Review quarterly with security, finance, and engineering. 30-minute standing meeting: allowlist updates, DPA renewals, budget vs actual, drill findings. Forum where the next vendor change is decided.

Common pitfalls

A single API key in .env, used in fifteen services. When that key is rate-limited or revoked, fifteen services degrade together. Even with one provider, route every call through one internal endpoint.
“We’ll add failover later, the contract has an SLA.” SLAs pay credits for downtime that already happened — they don’t prevent it. A failover path is what you build instead.
Treating the gateway as a single point of failure. Deploy in at least two regions behind a health-checked LB, with its own “gateway down” runbook.
Fine-tuning on a single vendor without exit strategy. Fine-tunes are sticky. Moving means re-tuning plus a quarter of quality regression. Acceptable only if you wrote down the exit cost when you committed.
No drill = no plan. Teams paste the runbook in Notion and never test it. The first failover in production almost always exposes a missing alert, a stale on-call, or routing pointed at the wrong secondary.
Routing for cost only, ignoring quality. Sending everything to the cheapest model is tempting; months later your support copilot hallucinates because the cheap model regressed. Pair cost routing with a quality budget.
Ignoring the gateway’s own supply chain. Self-hosted gateways hold every model key. Pin versions, vendor the image, restrict egress, audit dependencies. The March 2026 LiteLLM incident was a warning shot.
PII at the gateway with no scrubbing. Deploy in a region matching your data residency, or scrub before forwarding. Document in Q21 · Compliance policy.
No budget owner per route. If no one owns each budget, surprise bills land on the CTO. Assign every allowlisted entry to a named engineer.

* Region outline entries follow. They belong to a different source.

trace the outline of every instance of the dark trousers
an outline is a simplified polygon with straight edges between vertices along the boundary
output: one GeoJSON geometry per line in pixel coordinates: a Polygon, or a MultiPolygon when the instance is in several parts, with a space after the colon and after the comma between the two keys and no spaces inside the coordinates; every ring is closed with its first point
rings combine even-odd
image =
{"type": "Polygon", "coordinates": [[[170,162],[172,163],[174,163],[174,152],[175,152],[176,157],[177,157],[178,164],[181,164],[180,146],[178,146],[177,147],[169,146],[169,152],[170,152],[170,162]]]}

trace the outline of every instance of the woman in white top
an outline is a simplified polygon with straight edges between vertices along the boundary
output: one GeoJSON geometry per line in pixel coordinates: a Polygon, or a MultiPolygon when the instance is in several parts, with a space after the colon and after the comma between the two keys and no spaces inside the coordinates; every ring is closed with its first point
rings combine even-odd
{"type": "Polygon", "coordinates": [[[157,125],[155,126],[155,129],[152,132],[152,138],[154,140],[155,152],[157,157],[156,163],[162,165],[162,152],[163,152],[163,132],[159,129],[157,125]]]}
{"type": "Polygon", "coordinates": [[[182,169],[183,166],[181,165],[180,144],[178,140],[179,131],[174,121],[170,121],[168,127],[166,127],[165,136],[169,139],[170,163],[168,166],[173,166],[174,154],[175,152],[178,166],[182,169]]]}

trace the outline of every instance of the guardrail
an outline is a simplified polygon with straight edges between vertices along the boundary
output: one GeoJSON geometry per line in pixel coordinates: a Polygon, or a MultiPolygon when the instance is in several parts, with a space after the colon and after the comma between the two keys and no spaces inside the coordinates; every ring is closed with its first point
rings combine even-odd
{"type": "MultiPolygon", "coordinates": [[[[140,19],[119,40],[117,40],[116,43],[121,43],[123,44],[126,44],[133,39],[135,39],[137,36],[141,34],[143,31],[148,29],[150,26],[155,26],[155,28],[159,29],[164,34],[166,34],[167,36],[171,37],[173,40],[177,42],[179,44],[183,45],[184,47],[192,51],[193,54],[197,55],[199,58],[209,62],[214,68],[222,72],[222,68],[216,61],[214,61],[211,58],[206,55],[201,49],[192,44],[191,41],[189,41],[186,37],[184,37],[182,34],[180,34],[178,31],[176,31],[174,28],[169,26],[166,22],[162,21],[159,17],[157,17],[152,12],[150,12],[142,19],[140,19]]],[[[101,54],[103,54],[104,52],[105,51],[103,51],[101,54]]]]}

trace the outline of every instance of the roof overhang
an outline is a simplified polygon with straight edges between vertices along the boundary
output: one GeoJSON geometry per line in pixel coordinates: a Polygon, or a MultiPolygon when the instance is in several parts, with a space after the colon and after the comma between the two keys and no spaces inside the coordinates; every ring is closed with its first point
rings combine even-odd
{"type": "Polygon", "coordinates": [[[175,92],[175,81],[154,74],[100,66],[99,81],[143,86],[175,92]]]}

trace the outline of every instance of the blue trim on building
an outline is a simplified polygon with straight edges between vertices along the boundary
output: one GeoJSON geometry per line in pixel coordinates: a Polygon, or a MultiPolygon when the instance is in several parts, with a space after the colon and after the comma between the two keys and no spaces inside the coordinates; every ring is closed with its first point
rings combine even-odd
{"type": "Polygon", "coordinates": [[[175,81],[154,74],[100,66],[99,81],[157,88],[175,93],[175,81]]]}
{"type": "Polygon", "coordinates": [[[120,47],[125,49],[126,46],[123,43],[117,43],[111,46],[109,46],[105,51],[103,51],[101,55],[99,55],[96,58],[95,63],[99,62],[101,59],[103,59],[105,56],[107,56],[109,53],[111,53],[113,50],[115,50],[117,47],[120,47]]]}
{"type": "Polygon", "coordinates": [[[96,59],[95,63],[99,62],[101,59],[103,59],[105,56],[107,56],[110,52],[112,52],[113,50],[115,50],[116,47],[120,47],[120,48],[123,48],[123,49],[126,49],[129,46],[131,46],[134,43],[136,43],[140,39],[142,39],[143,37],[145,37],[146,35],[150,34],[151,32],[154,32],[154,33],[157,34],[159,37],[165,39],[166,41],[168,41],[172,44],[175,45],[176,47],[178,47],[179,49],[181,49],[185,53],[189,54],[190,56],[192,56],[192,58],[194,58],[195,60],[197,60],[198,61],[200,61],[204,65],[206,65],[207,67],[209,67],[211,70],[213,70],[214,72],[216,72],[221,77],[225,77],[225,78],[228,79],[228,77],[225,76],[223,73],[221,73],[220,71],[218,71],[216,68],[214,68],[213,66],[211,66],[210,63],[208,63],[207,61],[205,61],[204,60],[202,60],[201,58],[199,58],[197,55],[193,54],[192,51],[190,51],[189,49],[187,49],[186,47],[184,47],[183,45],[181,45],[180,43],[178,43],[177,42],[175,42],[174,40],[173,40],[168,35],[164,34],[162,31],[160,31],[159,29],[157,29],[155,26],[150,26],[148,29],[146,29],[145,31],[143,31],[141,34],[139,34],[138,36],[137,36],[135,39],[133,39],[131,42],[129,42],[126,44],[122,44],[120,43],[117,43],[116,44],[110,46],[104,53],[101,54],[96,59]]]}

How to verify you’re there

The gateway dashboard shows every production LLM call from the last 30 days, attributed to route, provider, region, model, cost, latency, and tenant. Zero traffic bypasses the gateway.
The allowlist artifact is a table with provider × model × region × DPA × monthly budget × named owner.
The DR runbook is one page with triggers, actions, owners, and comms — and the last fire-drill report is dated within the trailing quarter, with gaps closed.
The routing policy names a primary and at least one secondary per tier. Failover thresholds are encoded in the policy, not in a human’s head.
A random engineer can name, in under 30 seconds, which provider their feature falls back to if Anthropic returned 529 for 60 minutes.
The golden eval ran last week against every allowlisted tuple. Scores are stored over time and visible to engineering leadership.
The last vendor incident appears in post-incident notes with measured user impact (ideally zero) and a closed follow-up.
Finance produces a single AI spend report by provider × tier × team, reconciling to the gateway within ±2%.
A new model release enters production via a change ticket — not via a developer changing a string in a PR.